Perspective. Patience. Perseverance.

Well, here it is. The tail end of 4 months. The 4 months that changed the course of my life forever. Those 4 months bring repeat and new feelings, every year, for the same 4 month span. And every year, I struggle with how to acknowledge them, how to deal with them, how to embrace them.

What am I suppose to feel? How do I respond? Here’s the thing, I DO NOT do feelings. They make me feel awkward and it’s often easier not to acknowledge them at all.

What’s healthy coping? What’s not? I may never figure out the right answer for this, as each time presents itself differently.

Most often as I try to figure out what I’m suppose to be feeling or how I’m suppose to respond, I feel judgement. For a long while I worried about the outside world and their response to how I “cope”. Now my response to that is, “go ahead, judge me.” If you can figure out how to battle a day in my life and stay on your feet, walk the line straight, and be everyone’s everything, while trying to be your own everything, be my guest. I’m pretty damn exhausted.

But don’t you ever think I’m not happy. What I have learned through the last 4 months of feeling battling is that I need to be happy. I need to do things for myself. Things that reach towards my goals (these are ever changing and big things are coming). I need to be everyone’s everything, but to do that, I need to be my own everything first. How to balance is the tricky part. And I’ve never been very graceful.

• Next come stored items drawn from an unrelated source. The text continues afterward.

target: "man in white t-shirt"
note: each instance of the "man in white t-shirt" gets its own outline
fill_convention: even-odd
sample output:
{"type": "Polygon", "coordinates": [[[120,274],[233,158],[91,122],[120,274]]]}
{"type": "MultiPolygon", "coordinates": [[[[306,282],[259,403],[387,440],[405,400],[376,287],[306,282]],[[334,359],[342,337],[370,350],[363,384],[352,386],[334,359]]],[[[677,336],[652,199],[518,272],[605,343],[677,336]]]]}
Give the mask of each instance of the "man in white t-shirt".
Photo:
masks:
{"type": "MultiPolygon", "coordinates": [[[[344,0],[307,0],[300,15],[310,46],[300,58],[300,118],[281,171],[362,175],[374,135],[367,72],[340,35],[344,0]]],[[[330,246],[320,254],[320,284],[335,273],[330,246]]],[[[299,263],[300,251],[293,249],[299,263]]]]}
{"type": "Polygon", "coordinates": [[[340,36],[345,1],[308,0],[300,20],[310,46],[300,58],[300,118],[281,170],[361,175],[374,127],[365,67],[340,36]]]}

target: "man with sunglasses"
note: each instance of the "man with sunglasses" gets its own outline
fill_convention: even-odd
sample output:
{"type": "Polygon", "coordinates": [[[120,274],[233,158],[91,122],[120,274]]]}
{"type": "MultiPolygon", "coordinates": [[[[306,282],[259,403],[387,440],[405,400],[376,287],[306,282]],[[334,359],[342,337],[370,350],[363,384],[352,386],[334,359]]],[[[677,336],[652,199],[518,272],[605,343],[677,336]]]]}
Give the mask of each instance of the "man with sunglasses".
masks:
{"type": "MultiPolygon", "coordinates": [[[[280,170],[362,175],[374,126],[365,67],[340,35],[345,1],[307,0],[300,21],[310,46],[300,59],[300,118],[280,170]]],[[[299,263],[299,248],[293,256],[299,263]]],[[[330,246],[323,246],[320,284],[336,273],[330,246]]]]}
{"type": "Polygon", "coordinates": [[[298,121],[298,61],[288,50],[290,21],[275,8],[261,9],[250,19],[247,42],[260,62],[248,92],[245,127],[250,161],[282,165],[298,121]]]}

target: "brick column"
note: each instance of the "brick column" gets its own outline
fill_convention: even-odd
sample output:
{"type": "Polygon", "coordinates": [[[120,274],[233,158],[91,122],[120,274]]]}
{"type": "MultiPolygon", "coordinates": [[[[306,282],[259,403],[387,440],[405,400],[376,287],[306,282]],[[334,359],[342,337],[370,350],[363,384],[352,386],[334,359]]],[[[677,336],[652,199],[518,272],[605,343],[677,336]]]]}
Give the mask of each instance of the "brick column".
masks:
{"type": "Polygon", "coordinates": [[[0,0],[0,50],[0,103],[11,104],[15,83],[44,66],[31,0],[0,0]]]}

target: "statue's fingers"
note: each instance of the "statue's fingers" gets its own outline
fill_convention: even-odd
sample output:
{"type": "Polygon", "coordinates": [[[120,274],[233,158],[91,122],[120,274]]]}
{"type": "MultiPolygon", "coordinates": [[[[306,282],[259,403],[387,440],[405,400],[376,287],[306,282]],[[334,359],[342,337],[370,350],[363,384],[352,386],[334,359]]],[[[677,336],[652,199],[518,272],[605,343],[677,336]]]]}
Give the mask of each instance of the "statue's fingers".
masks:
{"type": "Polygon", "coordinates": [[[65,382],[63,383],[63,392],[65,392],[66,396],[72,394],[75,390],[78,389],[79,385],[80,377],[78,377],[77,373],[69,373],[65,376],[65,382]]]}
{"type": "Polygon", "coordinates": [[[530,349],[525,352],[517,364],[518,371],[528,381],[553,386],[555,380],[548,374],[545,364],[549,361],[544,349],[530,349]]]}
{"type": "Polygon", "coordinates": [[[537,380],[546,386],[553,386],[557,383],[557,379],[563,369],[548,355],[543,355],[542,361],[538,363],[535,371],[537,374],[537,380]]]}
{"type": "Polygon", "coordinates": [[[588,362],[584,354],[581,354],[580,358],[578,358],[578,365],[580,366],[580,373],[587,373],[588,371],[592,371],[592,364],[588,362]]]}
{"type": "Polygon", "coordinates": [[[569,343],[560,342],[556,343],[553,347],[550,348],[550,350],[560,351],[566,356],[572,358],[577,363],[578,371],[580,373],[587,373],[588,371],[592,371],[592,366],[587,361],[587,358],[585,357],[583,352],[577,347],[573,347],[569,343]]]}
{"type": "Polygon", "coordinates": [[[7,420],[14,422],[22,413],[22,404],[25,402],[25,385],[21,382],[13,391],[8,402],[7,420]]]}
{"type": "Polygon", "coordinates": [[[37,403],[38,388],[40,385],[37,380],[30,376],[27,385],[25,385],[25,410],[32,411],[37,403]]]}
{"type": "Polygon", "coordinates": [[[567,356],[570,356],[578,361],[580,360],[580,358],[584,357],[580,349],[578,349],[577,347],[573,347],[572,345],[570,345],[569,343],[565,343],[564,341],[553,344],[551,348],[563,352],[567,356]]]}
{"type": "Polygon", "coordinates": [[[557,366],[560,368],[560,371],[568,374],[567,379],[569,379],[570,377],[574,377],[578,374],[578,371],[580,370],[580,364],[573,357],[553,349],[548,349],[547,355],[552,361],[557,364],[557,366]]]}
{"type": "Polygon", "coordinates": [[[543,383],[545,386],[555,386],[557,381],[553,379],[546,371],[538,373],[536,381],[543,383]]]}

Two years ago, I sent my baby with his surgeon for the third time, in under 4 months, for open heart surgery. A surgery that his surgeon had never done. A surgery that they hadn’t seen in his hospital. I told the surgeon “I trust you.” Knowing that I had put the pressure on him, as he went off to do something new, INSIDE OF MY CHILD!

I shut off my feelings for the day, I wasn’t sure how else to survive, so numb felt appropriate. I waited seven and a half hours that day. I endured negative reports. I was told it was tense. His surgeon was frustrated. They had to make three separate attempts. All of these putting him more at risk. All of these making his odds worse, then and for his future. All of it less than reassuring. How did I feel? I asked for them to take a picture of his heart so I could see it. (This may be one of those unhealthy coping things.)

I sat in a room with my parents and my husband. People that I should’ve felt comfortable to talk to. However, knowing that the feelings I had over the past 4 months could not be understood. I could say them, but no one could feel them like I did. I lived them, every day, every hour, every minute, every second, of those 4 months. I didn’t realize at the time, that I’d continue to live them every day, in different forms, for the rest of my life. I didn’t realize what post traumatic stress really felt like. I didn’t realize the tiny, ridiculous things, that would trigger emotions. Emotions I’m often not prepared to have, at the moment they decide I need to have them.

There were a couple strangers in the waiting room that day. I was annoyed at the new waiting room set up, it left very little privacy, during a very difficult time. Particularly annoyed at the lady who felt the need to eat her burger in the chair, directly under the TV, and engage us in conversation, while she could’ve at least sat on the other side of the divider. Later that afternoon, on the other side of the divider (where she was suppose to be), sat another stranger.

I wish, that that day, I would’ve known I could talk to her. That of all the people in that tense room, with the awkward feelings, she understood. That she would always understand. She wouldn’t judge how I deal with the feelings I don’t admit I have. She wouldn’t judge my ever changing coping mechanisms, healthy or not. She would embrace me, all of the good and bad parts, because she understood. I wish that day that I would’ve known, she’d become my person. And I’d love her just the same, because I understand.

Two years ago today, we sat in a waiting room as strangers. Today we average 20 minutes worth of Voxer messages, 10 gifs, 15 emojis, and unknown amounts of texts on the daily. Today we acknowledge this 2 year anniversary together. A day neither of us will ever forget, but a day that we can now go through together.

I would never expect anyone to understand. You can’t. Heck, some days I can’t. But please, keep your judgment. We’re trying. I’m trying. It’s a process, it’s a life change. The struggle is real. With every season comes new battles, with every step forward, there seems to be more steps backwards. My unacknowledged feelings have come a long way. Most days you best believe I’m moving that mountain. But some days, I’m just trying to keep my son above water, even if I’m drowning. Most and some use to be flipped in those sentences.